Mas nada disso parecia cativá-la ou fazê-la parar. Já haviam dito sobre os sussurrares tentadores que surgiriam que a fariam vacilar em sua missão.
Os gritos ficavam mais aterradores. Profanações eram entoadas. Clamores. Pedidos de misericórdia. Implorares.
Enfim abaixava os olhos. Suas costas doíam com o peso que carregara. Compreendia os martírios e as dores do “Filho”.
Quanto mais tentava passar daquele limite, mas parecia que suas pernas se arrastavam. O símbolo brilhava tão intenso. Iluminava toda aquela caverna que trazia aos seus ouvidos os tilintares de correntes.
Um corpo lutava para se libertar daquelas correias, o corpo sangrava em várias partes. Os olhos brilhavam em pura malícia, tal qual uma serpente prestes a apertar o corpo dela e quebrando-lhe os ossos em milhares de fragmentos.
O coração pulsava forte ao ponto de parecer que estava para rasgar o peito. As costas doíam como se em todo o caminho que fizera tivesse enfrentado as piores batalhas.
Os dentes do acorrentado rangiam ao ver aquele símbolo pendurado ao pescoço daquela mulher que largava a lança à mão e agora arrastava a ponta da espada que parecia grande e pesada.
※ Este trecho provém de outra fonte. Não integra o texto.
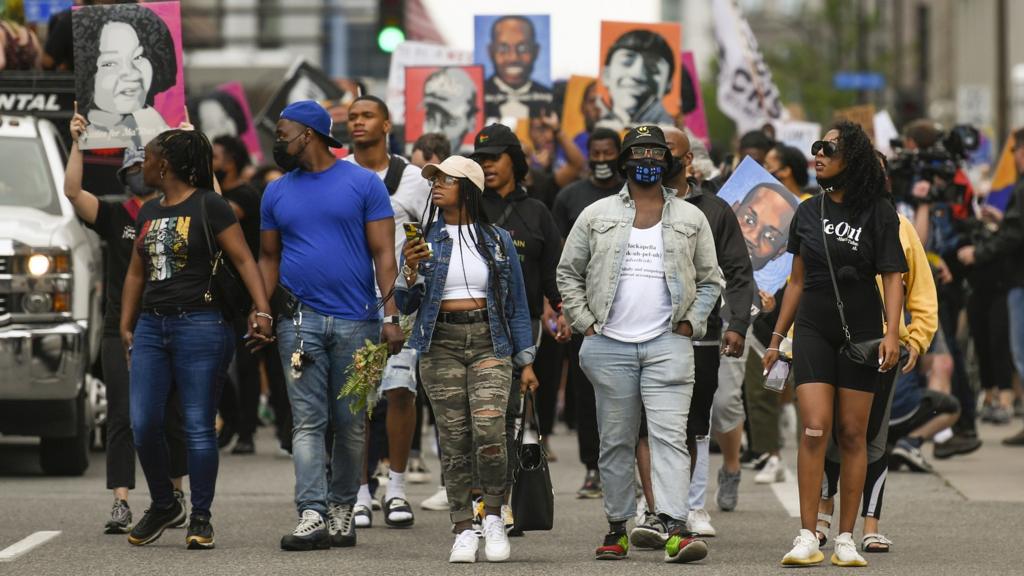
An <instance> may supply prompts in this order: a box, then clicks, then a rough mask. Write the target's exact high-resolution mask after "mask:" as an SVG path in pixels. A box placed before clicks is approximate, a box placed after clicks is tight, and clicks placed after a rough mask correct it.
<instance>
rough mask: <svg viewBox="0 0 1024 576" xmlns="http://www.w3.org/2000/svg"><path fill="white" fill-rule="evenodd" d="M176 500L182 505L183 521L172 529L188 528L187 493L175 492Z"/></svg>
mask: <svg viewBox="0 0 1024 576" xmlns="http://www.w3.org/2000/svg"><path fill="white" fill-rule="evenodd" d="M174 499H175V500H177V501H178V503H179V504H181V519H180V520H178V522H176V523H175V524H174V526H171V528H188V500H186V499H185V493H184V492H182V491H180V490H175V491H174Z"/></svg>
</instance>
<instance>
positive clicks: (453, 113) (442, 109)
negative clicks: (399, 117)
mask: <svg viewBox="0 0 1024 576" xmlns="http://www.w3.org/2000/svg"><path fill="white" fill-rule="evenodd" d="M482 128H483V67H481V66H442V67H423V66H414V67H407V68H406V139H407V140H408V141H415V140H416V138H419V137H420V136H421V135H423V134H424V133H427V132H440V133H442V134H444V135H445V136H447V138H449V142H450V143H451V145H452V153H453V154H455V153H457V152H458V151H460V150H463V149H467V148H472V146H473V137H474V136H475V135H476V133H477V132H479V131H480V130H481V129H482Z"/></svg>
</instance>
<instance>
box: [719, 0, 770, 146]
mask: <svg viewBox="0 0 1024 576" xmlns="http://www.w3.org/2000/svg"><path fill="white" fill-rule="evenodd" d="M712 10H713V15H714V18H715V38H716V39H717V40H718V45H719V66H720V67H721V69H720V72H719V75H718V108H719V109H720V110H721V111H722V112H723V113H725V115H726V116H728V117H729V118H731V119H732V120H733V121H734V122H735V123H736V126H737V128H738V129H739V132H740V133H743V132H748V131H750V130H757V129H760V128H761V127H763V126H764V125H765V124H768V123H771V122H773V121H776V120H785V119H786V118H787V117H788V114H787V113H786V110H785V109H784V108H783V107H782V100H781V98H780V96H779V93H778V88H777V87H776V86H775V82H774V81H772V78H771V71H770V70H768V65H766V64H765V60H764V57H763V56H762V55H761V49H760V48H759V47H758V39H757V38H756V37H755V36H754V32H753V31H752V30H751V27H750V25H749V24H746V18H744V17H743V15H742V14H741V13H740V12H739V8H737V7H736V5H735V4H734V0H715V3H714V5H713V8H712Z"/></svg>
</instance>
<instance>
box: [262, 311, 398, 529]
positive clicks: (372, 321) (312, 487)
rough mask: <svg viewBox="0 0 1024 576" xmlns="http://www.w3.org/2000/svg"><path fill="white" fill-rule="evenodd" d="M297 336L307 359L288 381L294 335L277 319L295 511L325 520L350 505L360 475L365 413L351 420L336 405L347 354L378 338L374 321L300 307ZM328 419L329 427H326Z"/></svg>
mask: <svg viewBox="0 0 1024 576" xmlns="http://www.w3.org/2000/svg"><path fill="white" fill-rule="evenodd" d="M301 318H302V322H301V325H300V326H298V334H300V335H301V337H302V340H303V349H304V351H305V353H306V354H308V355H309V356H310V357H312V359H313V362H312V363H307V364H306V365H305V367H304V369H303V370H302V374H301V376H300V377H299V378H293V377H292V373H291V372H292V369H291V358H292V353H294V352H295V351H296V348H297V347H298V335H297V334H296V331H297V330H296V326H295V324H294V322H293V320H292V319H290V318H286V317H281V318H279V319H278V323H276V326H278V349H279V351H280V353H281V363H282V366H283V367H284V371H285V379H286V382H287V384H288V399H289V400H290V401H291V403H292V418H293V420H294V422H293V426H292V459H293V460H294V461H295V506H296V508H298V511H299V513H300V515H301V513H302V512H303V511H304V510H316V511H317V512H319V513H321V516H324V517H326V516H327V512H328V503H331V504H354V503H355V495H356V493H357V492H358V490H359V472H360V470H361V469H362V450H364V445H365V444H366V443H365V441H364V430H365V428H366V413H365V412H359V413H357V414H352V412H351V410H349V401H348V400H338V393H340V392H341V387H342V386H343V385H344V383H345V377H346V370H347V369H348V366H349V365H350V364H351V363H352V354H354V353H355V351H356V349H358V348H359V347H361V346H362V345H364V343H365V341H366V340H367V339H369V340H371V341H376V340H377V339H378V338H379V336H380V329H381V325H380V322H379V321H376V320H373V321H351V320H343V319H341V318H334V317H330V316H323V315H319V314H316V313H314V312H312V311H310V310H309V308H306V307H305V306H303V307H302V314H301ZM329 418H330V426H329V425H328V422H329ZM328 429H332V431H333V434H334V446H333V447H332V451H331V478H330V480H329V479H328V474H327V447H326V444H325V443H326V439H327V433H328Z"/></svg>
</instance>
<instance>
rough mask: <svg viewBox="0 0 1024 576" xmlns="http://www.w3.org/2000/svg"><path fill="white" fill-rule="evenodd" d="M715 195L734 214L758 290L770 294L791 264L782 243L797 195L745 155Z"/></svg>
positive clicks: (786, 232)
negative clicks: (722, 200)
mask: <svg viewBox="0 0 1024 576" xmlns="http://www.w3.org/2000/svg"><path fill="white" fill-rule="evenodd" d="M718 197H719V198H721V199H722V200H725V201H726V202H728V203H729V205H730V206H732V211H733V212H735V213H736V219H738V220H739V230H740V231H741V232H742V233H743V240H745V241H746V249H748V250H749V251H750V253H751V262H752V263H753V264H754V280H755V282H757V284H758V289H760V290H764V291H765V292H768V293H771V294H774V293H775V291H776V290H778V289H779V288H781V287H782V285H783V284H785V279H786V278H788V276H790V269H791V268H792V266H793V254H791V253H788V252H786V251H785V246H786V244H787V243H788V241H790V222H792V221H793V216H794V215H795V214H796V213H797V206H798V205H800V198H798V197H797V196H796V195H794V194H793V193H792V192H790V191H788V190H786V188H785V187H784V186H782V184H781V183H779V181H778V180H776V179H775V177H774V176H772V175H771V174H770V173H769V172H768V170H765V169H764V168H763V167H762V166H761V165H760V164H758V163H757V162H755V161H754V159H753V158H751V157H749V156H748V157H746V158H744V159H743V161H742V162H740V163H739V166H738V167H737V168H736V171H735V172H733V173H732V175H731V176H729V179H728V180H726V181H725V184H723V186H722V190H720V191H719V192H718Z"/></svg>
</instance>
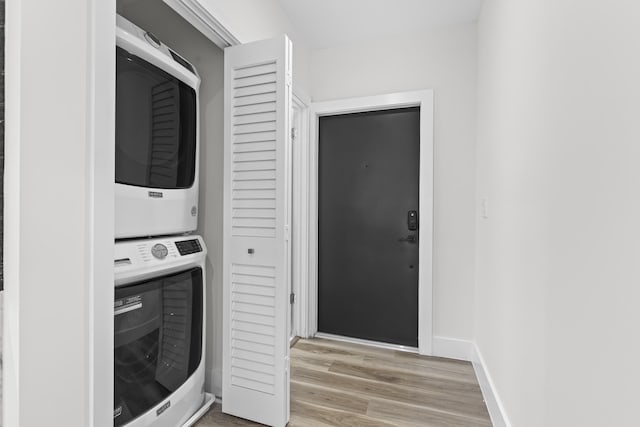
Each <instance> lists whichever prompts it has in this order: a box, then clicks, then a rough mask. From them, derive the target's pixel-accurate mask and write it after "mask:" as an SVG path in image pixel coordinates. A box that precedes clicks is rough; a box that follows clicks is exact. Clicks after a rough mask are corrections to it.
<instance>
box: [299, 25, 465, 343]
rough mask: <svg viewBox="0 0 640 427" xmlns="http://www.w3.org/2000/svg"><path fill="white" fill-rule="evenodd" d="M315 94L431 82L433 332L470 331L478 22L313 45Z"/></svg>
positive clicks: (395, 89)
mask: <svg viewBox="0 0 640 427" xmlns="http://www.w3.org/2000/svg"><path fill="white" fill-rule="evenodd" d="M311 77H312V79H311V80H312V86H311V87H312V89H311V97H312V98H313V100H314V101H324V100H330V99H340V98H349V97H357V96H366V95H377V94H384V93H390V92H398V91H408V90H416V89H433V90H434V106H435V124H434V127H435V139H434V152H435V164H434V173H435V178H434V186H435V188H434V196H435V202H434V209H435V212H434V276H433V278H434V281H433V285H434V335H436V336H444V337H448V338H458V339H471V337H472V336H473V323H472V322H473V289H474V287H473V283H474V269H475V264H474V233H475V223H474V214H473V211H474V191H475V187H474V179H475V175H474V173H475V172H474V171H475V165H474V159H475V157H474V153H475V113H476V26H475V24H468V25H460V26H454V27H450V28H447V29H440V30H435V31H433V32H430V33H428V34H422V35H416V36H414V37H411V38H402V39H391V40H384V41H379V42H376V41H372V42H370V43H369V44H366V45H356V46H345V47H337V48H329V49H321V50H314V51H312V56H311Z"/></svg>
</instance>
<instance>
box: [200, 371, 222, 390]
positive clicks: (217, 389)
mask: <svg viewBox="0 0 640 427" xmlns="http://www.w3.org/2000/svg"><path fill="white" fill-rule="evenodd" d="M204 389H205V390H206V391H207V392H209V393H211V394H213V395H214V396H221V395H222V371H221V370H220V369H207V370H206V371H205V374H204Z"/></svg>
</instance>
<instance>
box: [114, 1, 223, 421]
mask: <svg viewBox="0 0 640 427" xmlns="http://www.w3.org/2000/svg"><path fill="white" fill-rule="evenodd" d="M117 12H118V14H119V16H118V46H117V48H116V50H117V51H116V57H117V60H116V68H117V76H118V77H117V85H116V189H115V197H116V203H115V236H116V247H115V260H114V268H115V281H116V291H115V308H114V310H115V317H114V318H115V331H114V332H115V343H114V344H115V349H116V350H115V354H114V358H115V360H114V362H115V366H114V369H115V401H114V425H115V426H120V425H126V426H135V425H138V424H140V423H142V424H140V425H146V424H145V423H152V425H154V426H155V425H158V426H165V425H166V426H171V425H175V424H179V425H191V423H193V422H195V421H196V420H197V419H198V418H199V417H200V416H202V414H203V413H204V412H206V410H207V409H208V408H209V406H210V405H211V403H212V401H213V399H214V398H213V395H212V394H209V393H207V394H206V395H204V394H202V390H203V388H204V389H206V390H211V391H213V393H215V394H218V395H219V394H220V391H219V390H215V388H214V387H213V386H212V383H213V382H214V379H213V377H214V376H218V377H219V375H220V374H219V372H216V369H215V368H214V367H215V366H219V365H220V363H221V362H220V353H221V348H220V345H219V344H218V342H217V341H218V340H219V338H217V337H219V336H220V327H221V326H220V324H221V317H220V313H221V311H222V310H221V302H220V301H221V297H220V291H221V283H220V282H221V276H220V270H221V268H220V264H221V256H222V254H221V246H222V236H221V230H222V188H221V187H222V180H223V176H222V172H223V166H222V147H223V122H222V116H223V106H222V98H223V96H222V90H223V56H222V51H221V49H219V48H218V47H217V46H215V45H214V44H213V43H211V42H210V41H209V40H208V39H206V38H205V37H204V36H202V35H201V34H200V33H199V32H197V31H196V30H195V29H194V28H193V27H192V26H191V25H190V24H188V23H186V22H185V21H184V20H183V19H182V18H181V17H180V16H179V15H177V14H176V13H175V12H174V11H173V10H171V9H170V8H169V7H168V6H167V5H166V4H164V3H163V2H158V1H149V0H123V1H118V3H117ZM123 28H124V29H125V32H127V31H128V32H131V33H136V34H139V35H141V37H140V38H139V39H140V40H141V41H142V42H143V43H142V44H143V45H144V44H145V43H144V42H146V43H148V44H149V45H150V46H152V47H153V48H154V49H157V50H156V52H160V53H165V54H168V55H165V57H164V58H168V59H167V61H168V63H169V64H170V67H172V69H174V70H175V71H172V73H171V74H174V75H176V76H178V78H177V79H176V78H173V76H171V75H168V74H167V73H166V72H165V70H166V66H164V65H163V66H164V67H165V70H159V69H157V68H156V67H155V66H154V64H153V62H154V61H156V58H155V57H150V59H149V58H147V59H149V62H147V61H144V60H143V59H141V58H138V56H137V55H136V49H135V48H136V46H134V45H135V43H136V40H134V41H133V42H130V44H127V40H123V37H121V33H122V30H123ZM129 47H132V48H133V49H129ZM154 49H151V52H152V54H153V53H154ZM164 58H160V59H161V60H164ZM172 59H173V60H174V61H172ZM150 62H151V63H150ZM142 100H144V101H142ZM147 100H150V102H148V101H147ZM196 112H197V117H195V114H194V113H196ZM192 116H193V117H192ZM191 118H193V119H194V120H193V121H192V120H191ZM147 133H148V134H147ZM127 138H129V139H132V140H127ZM133 139H137V140H145V141H149V145H148V146H146V147H142V148H141V147H139V146H138V145H139V144H138V145H136V142H135V141H133ZM172 141H173V142H176V141H177V142H176V143H175V145H174V146H173V147H172V146H171V145H172ZM196 142H197V143H198V144H197V146H198V149H197V150H195V147H196ZM172 150H173V151H172ZM169 157H172V158H174V159H177V160H176V161H173V162H172V163H171V167H167V166H166V165H168V164H169V163H168V162H165V160H166V159H167V158H169ZM147 159H150V160H149V162H150V163H149V164H148V167H147V169H146V170H145V171H144V172H143V173H141V172H140V167H137V166H139V165H141V164H143V163H145V162H146V161H147ZM155 159H158V160H157V161H156V160H155ZM154 269H155V270H154ZM153 271H158V273H154V272H153ZM132 284H135V285H136V286H132ZM158 294H162V295H163V297H160V298H158ZM202 296H204V298H205V300H204V301H203V300H202ZM145 298H146V299H147V300H148V302H146V303H145ZM157 303H159V304H160V305H162V307H152V306H153V305H154V304H157ZM203 308H204V310H203ZM158 313H161V314H160V316H161V317H162V318H163V319H164V320H163V321H161V322H160V325H159V329H158V330H159V331H160V332H159V333H156V335H153V333H152V334H147V335H144V336H143V337H141V338H140V339H138V340H137V341H134V342H133V343H130V341H132V338H131V337H130V336H131V335H132V334H134V335H135V332H131V331H130V329H132V328H134V330H135V328H139V329H141V330H144V329H145V328H146V329H147V330H150V328H152V327H151V326H149V324H151V323H153V321H152V318H153V317H154V316H156V315H157V314H158ZM162 313H164V314H162ZM180 316H182V317H180ZM167 319H169V320H167ZM176 319H177V321H176ZM180 319H181V320H180ZM147 330H145V331H143V332H141V333H139V334H138V335H142V334H144V333H146V332H148V331H147ZM158 337H159V338H158ZM134 338H138V337H135V336H134ZM136 354H142V355H145V356H144V357H146V358H149V355H151V358H152V359H153V358H156V359H157V363H156V364H155V365H153V364H150V365H153V366H150V368H148V369H147V370H148V371H149V372H150V374H147V377H149V378H146V379H145V378H144V376H145V375H144V373H140V372H142V371H143V369H142V364H141V363H140V362H139V361H136V360H135V357H136ZM169 365H171V369H173V371H170V372H168V371H167V369H169V368H168V367H169ZM205 382H206V386H205Z"/></svg>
– Então é chegado o dia. – Afirmou em voz grave e rouca. Uma voz que poderia fazê-la duvidar de seus próprios intentos.
Quando a respiração daquela mulher estava ofegante e os olhos de ambos fitaram-se por um longo tempo, um grito ecoou com tamanha fúria e dor que chegou aos ouvidos daqueles que entoavam os cânticos à abertura da caverna.
O céu escurecia, iluminando-se em algumas partes. Chuvas fortes molhavam aqueles homens que sentiam o coração pesar e baixarem seus olhos.
Na escuridão da caverna, um sorriso surgiu aos lábios…
As correntes tilintavam de forma baixa agora.
A fonte de luz não mais pertencia ao pequeno símbolo que jazia ao chão escurecido, mas sim das asas que brilhavam tão intensas e prateadas.
Ele sorria acariciando aquele rosto de traços finos e delicados. Desenhava-o, enquanto o sorriso ia tornando-se mais sádico ao ver o corpo frágil ensanguentado.
Os olhos ganhavam brilhos esverdeados tão intensos, que foram direcionados para cima.
– Terás que descer pessoalmente, Pai…
O riso ecoou, grave e rouco, na caverna à medida em que levava em seus braços aquela que estava inconsciente após o uso de todas as forças para libertá-lo.